Muir Woods, Winter Solstice 2010
I’ve got too much to do and too little time to do it.
Does that sound familiar?
I keep finding myself thinking these days how do people do this? Specifically, how do women do this? How do mothers do this? How do we keep all these balls in the air simultaneously? Talk about juggling. Life these days feels like juggling while balanced on one foot on one of those semi-circle exercise balls they have at the gym, while drinking a cup of coffee and changing a diaper.
Finding myself in a state of overwhelm is a cyclical phenomena for me. It used to be that I could track it monthly with my cycle. Ovulation = Overwhelm. At least it was predictable – all those Os smack dab in the middle of every 28 days. These days, I have one of those IUDs where you don’t get a period, so I don’t know my cycle anymore. I just know that things that felt (kinda sorta barely) manageable two days ago – BOOM! – today feel insurmountable.
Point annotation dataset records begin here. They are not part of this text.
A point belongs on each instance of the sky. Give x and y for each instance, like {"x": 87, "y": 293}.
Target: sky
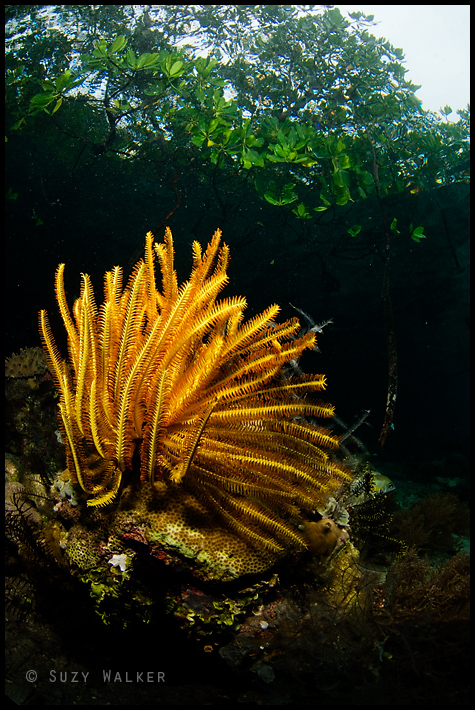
{"x": 436, "y": 42}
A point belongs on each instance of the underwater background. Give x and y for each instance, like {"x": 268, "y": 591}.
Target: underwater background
{"x": 85, "y": 182}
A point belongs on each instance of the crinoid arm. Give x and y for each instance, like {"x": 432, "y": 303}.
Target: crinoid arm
{"x": 175, "y": 381}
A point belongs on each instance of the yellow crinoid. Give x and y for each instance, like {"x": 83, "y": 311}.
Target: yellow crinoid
{"x": 176, "y": 383}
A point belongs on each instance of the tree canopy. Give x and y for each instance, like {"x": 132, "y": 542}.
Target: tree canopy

Today I’ve not been able to find about seven different items in my house. On this shortest day of the year, as rain falls from gray skies, it feels like objects are playing hide and seek in the deep shadows, in the clutter on my black countertop, in the dark corners behind the baskets of toys and soccer balls. I could blame small hands grabbing and moving things. But I suspect this time it’s actually not the toddler’s fault.
And what about the clutter in my mind? The dark shadows and the corners that need a good airing? What is to be done about those?
I know I need to let go. Let go of the ever-growing stacks of papers that won’t be sorted anytime soon, the kindergarten artwork that will remain in its bag, the video that won’t make its way off the tiny video camera tape quite yet. In the big picture, none of that matters.
And yet today it does. All this clutter surrounding me, all this mean to want to should get to that sometime soon is looming in on me. All this busy-ness. All these lists. It’s probably not coincidence that, during the long, dark nights of winter, I always start to feel like the walls of my tiny house are closing in on me. Suddenly what often feels cozy strikes me as clausterphobic instead.
I’m ready for some mental and physical space around me, a clarity of vista, both internal and external. To step away from my life and gain a little perspective. I guess that’s the perfect space to be in as darkness descends on the longest night and the new year approaches.